Pair Corralation between Ainos and Nexalin Technology
Assuming the 90 days horizon Ainos Inc is expected to generate 6.82 times more return on investment than Nexalin Technology. However, Ainos is 6.82 times more volatile than Nexalin Technology. It trades about 0.25 of its potential returns per unit of risk. Nexalin Technology is currently generating about -0.05 per unit of risk. If you would invest 4.50 in Ainos Inc on October 26, 2024 and sell it today you would earn a total of 5.50 from holding Ainos Inc or generate 122.22% return on investment over 90 days.

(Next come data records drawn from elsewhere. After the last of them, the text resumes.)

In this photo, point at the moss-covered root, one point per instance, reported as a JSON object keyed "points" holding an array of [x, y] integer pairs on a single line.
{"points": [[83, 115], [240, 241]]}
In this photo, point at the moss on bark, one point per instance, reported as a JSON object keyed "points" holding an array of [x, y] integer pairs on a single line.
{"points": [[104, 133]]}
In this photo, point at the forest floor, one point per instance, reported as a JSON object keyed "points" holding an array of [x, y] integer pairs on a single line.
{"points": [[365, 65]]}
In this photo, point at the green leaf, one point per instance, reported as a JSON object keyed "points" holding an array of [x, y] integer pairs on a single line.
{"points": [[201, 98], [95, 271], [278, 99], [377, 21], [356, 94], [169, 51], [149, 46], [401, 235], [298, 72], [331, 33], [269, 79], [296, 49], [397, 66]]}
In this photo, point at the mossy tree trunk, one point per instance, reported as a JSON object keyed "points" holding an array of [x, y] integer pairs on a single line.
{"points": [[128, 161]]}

Time Period | 3 Months [change] |
Direction | Moves Against |
Strength | Insignificant |
Accuracy | 88.89% |
Values | Daily Returns |
Ainos Inc vs. Nexalin Technology
Performance |
Timeline |
Ainos Inc |
Nexalin Technology |
Ainos and Nexalin Technology Volatility Contrast
Predicted Return Density |
Returns |
Pair Trading with Ainos and Nexalin Technology
The main advantage of trading using opposite Ainos and Nexalin Technology positions is that it hedges away some unsystematic risk. Because of two separate transactions, even if Ainos position performs unexpectedly, Nexalin Technology can make up some of the losses. Pair trading also minimizes risk from directional movements in the market. For example, if an entire industry or sector drops because of unexpected headlines, the short position in Nexalin Technology will offset losses from the drop in Nexalin Technology's long position.Ainos vs. Imax Corp | Ainos vs. Sphere Entertainment Co | Ainos vs. MYT Netherlands Parent | Ainos vs. Saia Inc |
Nexalin Technology vs. Ainos Inc | Nexalin Technology vs. Electromed | Nexalin Technology vs. Armm Inc | Nexalin Technology vs. SurModics |
Check out your portfolio center.Note that this page's information should be used as a complementary analysis to find the right mix of equity instruments to add to your existing portfolios or create a brand new portfolio. You can also try the Portfolio File Import module to quickly import all of your third-party portfolios from your local drive in csv format.